Son olarak, Trump’ın İran’a yönelik tutumunun iç siyasaya dönük araçsallaştırılma biçimlerine de odaklanılmıştır. Bu kapsamda, söylemlerin seçmen tabanına dönük nasıl üretildiği ve iç siyasette nasıl seferber edici bir işlev üstlendiği irdelenmiştir. Bu çok katmanlı yöntemsel yaklaşım sayesinde, Trump döneminde ABD’nin İran siyasası yalnızca karar düzeyinde değil aynı zamanda toplumsal ve söylemsel düzeyde de ele alınmaktadır. Böylece, bireysel liderlik biçemi, ideolojik yönelimler, kurumsal yapı ve uluslararası sistemsel faktörler arasındaki etkileşim bütüncül bir biçimde değerlendirilmektedir.

ÇÖZÜMLEME

Trump Yönetiminin İran Siyasasını Belirleyen Temel Etmenler

Donald J. Trump’ın başkanlık dönemi (2017-2021) Amerikan dış siyasasında özellikle İran’a yönelik stratejiler bakımından belirgin bir kırılma ve dönüşüm süreci olarak değerlendirilebilir. Trump yönetimi, Obama döneminde imzalanan Kapsamlı Ortak Eylem Planı (Joint Comprehensive Plan of Action, JCPOA) gibi çok taraflı diplomatik girişimlerden çekilerek İran’a karşı “en fazla baskı” stratejisi adı verilen sert ve tek taraflı yaptırımları önceliklendirmiştir. Bu tutum, hem uluslararası sistemdeki güç dengelerinin değişimi hem de iç siyasetteki ideolojik ve liderlik odaklı dinamiklerle sıkı bir şekilde ilişkilidir. Trump’ın İran siyasası, uluslararası gerçeklik algısı, ideolojik ön kabuller, liderlik biçemi ve iç siyasal kaygıların kesişiminde şekillenmiştir. Bu siyasa, ABD’nin bölgesel hegemonik çıkarları, Ortadoğu’daki stratejik müttefikleri ve küresel güç dengeleri ile doğrudan etkileşim içindedir. Öte yandan, Trump’ın dış siyasa söylemi iç siyasal destek tabanının güdülenmeleri doğrultusunda biçimlendirilmiş ve söylemsel araçlar siyasal meşruluk üretiminde etkili olarak kullanılmıştır. Bu bağlamda, Trump yönetiminin İran’a yönelik dış siyasası, yalnızca dış siyasa araçları ve uygulamaları açısından değil aynı zamanda bu siyasaların üretildiği söylemsel ve ideolojik zeminler açısından da çok katmanlı bir çözümleme gerektirmektedir. Bu çözümleme, siyasal kararların arka planındaki aktörleri, stratejileri, söylem mekanizmalarını ve bunların bölgesel ve uluslararası sonuçlarını bütüncül biçimde ortaya koymayı amaçlamaktadır.
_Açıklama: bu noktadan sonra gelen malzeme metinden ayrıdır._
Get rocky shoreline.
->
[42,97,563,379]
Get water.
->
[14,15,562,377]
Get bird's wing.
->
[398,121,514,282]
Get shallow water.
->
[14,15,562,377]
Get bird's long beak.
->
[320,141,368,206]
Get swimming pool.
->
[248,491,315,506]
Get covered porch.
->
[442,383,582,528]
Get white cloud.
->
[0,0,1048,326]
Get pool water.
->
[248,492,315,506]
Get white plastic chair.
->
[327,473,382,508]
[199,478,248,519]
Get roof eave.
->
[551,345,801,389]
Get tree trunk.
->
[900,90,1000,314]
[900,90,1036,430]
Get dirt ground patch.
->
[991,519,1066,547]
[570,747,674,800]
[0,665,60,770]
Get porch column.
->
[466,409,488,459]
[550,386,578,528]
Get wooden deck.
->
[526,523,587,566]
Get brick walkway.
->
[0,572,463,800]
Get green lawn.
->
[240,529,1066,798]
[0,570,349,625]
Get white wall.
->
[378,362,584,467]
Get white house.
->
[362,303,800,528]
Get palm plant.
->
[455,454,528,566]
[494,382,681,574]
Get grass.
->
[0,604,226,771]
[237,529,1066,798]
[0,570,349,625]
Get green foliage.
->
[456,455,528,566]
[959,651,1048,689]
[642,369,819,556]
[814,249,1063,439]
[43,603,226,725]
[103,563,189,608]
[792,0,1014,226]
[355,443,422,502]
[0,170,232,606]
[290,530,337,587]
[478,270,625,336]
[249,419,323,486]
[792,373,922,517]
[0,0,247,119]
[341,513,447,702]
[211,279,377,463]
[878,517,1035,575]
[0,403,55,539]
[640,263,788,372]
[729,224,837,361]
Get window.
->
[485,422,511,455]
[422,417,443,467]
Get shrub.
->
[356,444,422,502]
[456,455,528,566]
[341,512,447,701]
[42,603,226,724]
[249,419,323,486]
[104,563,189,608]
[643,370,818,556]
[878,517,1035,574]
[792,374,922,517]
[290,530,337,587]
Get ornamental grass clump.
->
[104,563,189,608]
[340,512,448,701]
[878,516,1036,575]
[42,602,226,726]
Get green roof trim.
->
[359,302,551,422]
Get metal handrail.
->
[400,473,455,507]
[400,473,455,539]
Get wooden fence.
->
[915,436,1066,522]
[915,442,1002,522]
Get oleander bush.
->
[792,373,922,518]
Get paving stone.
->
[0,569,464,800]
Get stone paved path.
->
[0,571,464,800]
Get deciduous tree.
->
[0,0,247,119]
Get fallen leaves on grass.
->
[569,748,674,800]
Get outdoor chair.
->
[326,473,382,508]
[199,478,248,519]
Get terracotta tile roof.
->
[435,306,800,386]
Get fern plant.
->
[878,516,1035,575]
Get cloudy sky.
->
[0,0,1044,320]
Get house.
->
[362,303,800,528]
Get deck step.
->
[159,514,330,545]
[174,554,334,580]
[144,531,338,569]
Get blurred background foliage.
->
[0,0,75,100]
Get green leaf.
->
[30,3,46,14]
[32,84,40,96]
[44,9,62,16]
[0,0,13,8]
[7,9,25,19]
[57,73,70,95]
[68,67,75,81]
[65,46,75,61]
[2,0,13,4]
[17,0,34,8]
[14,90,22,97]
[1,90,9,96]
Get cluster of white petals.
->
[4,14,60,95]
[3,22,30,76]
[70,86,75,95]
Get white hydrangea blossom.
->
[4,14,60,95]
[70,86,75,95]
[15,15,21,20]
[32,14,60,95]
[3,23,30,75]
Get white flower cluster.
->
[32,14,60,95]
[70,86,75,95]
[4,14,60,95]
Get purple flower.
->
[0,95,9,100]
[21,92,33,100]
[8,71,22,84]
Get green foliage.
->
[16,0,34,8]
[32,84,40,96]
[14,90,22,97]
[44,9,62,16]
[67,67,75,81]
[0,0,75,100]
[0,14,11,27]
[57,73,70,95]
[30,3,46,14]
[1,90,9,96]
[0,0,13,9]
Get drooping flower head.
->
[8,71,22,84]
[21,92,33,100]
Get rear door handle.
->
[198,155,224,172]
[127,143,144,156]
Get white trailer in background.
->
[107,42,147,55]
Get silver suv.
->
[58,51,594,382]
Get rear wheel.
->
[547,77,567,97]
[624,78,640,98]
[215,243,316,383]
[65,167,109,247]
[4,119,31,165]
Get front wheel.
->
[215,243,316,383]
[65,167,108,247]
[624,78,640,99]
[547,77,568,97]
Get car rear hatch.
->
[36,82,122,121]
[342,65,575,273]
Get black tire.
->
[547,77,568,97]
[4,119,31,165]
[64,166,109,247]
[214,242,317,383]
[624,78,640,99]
Karar Alma Sürecinde İç ve Dış Aktörlerin Rolü

Trump yönetiminin İran siyasasını şekillendiren karar alma süreçleri hem iç siyasetin dinamikleri hem de uluslararası aktörlerin etkileri açısından değerlendirilmelidir. İç siyasada, özellikle yeni muhafazakarlar ve Evanjelik Hristiyan lobileri İran’a yönelik sert tutumun yükseltilmesinde etkili olmuştur. John Bolton ve Mike Pompeo gibi dış siyasa yapımında etkili figürler bu ideolojik çerçeveyi yönlendiren ve uygulayan ana aktörler olarak ön plana çıkmıştır.

Bunun yanı sıra, Beyaz Saray içinde karar alma süreçlerinin çoğunlukla kişisel liderlik tercihleriyle belirlendiği görülmektedir. Trump’ın popülist ve seçkinci olmayan yaklaşımı, bürokratik kurumların geleneksel dış siyasa üretme mekanizmalarını zayıflatmış ve karar süreçleri daha çok kişisel girişim ve sezgilere dayanmıştır. Bu durum, kurumlar arası eş güdüm eksiklikleri ve siyasada tutarsızlıklara yol açmıştır.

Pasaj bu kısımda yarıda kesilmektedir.